Spinocerebellar ataxia with ocular motor apraxia and DNA repair

At least four disorders, ataxia telangiectasia (AT), an ataxia‐telangiectasia‐like disorder, early‐onset ataxia with ocular motor apraxia and hypoalbuminemia (EAOH)/ataxia with oculomotor apraxia type 1 (AOA1), and ataxia with oculomotor apraxia type 2, are accompanied by ocular motor apraxia (OMA), which is an impairment of saccadic eye movement initiation. The characteristic pathological findings of EAOH/AOA1 and AT are a severe loss of Purkinje cells, severe myelin pallor of the posterior columns, and moderate neuronal loss in the dorsal root ganglia and anterior horn. Purkinje cells stimulate the fastigial nucleus and suppress omnipause neurons to initiate saccadic eye movement. The selective loss of Purkinje cells might cause OMA and disturb the cancellation of the vestibulo‐ocular reflex.
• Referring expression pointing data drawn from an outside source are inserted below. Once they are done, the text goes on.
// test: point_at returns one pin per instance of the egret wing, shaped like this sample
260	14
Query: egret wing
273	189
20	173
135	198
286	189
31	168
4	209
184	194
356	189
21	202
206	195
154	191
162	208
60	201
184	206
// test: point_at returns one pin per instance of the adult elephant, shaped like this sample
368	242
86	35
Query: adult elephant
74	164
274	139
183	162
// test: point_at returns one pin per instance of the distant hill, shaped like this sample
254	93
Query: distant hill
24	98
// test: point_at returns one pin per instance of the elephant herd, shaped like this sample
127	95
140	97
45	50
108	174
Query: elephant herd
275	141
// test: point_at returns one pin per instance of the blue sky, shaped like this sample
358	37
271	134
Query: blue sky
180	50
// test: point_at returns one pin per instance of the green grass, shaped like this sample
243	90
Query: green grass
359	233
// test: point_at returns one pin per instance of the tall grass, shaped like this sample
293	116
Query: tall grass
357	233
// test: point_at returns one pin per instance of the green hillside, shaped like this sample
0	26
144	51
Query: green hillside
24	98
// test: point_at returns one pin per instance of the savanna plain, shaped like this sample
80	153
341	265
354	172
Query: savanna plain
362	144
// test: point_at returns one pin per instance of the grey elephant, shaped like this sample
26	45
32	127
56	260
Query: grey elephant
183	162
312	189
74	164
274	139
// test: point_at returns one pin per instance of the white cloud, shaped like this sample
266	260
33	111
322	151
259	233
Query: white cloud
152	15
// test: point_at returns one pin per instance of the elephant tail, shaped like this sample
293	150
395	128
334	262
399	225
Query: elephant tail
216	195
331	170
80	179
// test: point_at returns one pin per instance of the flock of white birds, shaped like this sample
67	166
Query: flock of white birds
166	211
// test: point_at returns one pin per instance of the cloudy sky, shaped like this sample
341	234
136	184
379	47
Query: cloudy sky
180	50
These disorders have the following common clinical features: ataxia, involuntary movements, and peripheral neuronopathy. In addition, the causative genes for these disorders are associated with the DNA/RNA quality control system. The impairment of DNA/RNA integrity results in selective neuronal loss in these recessive‐inherited ataxias.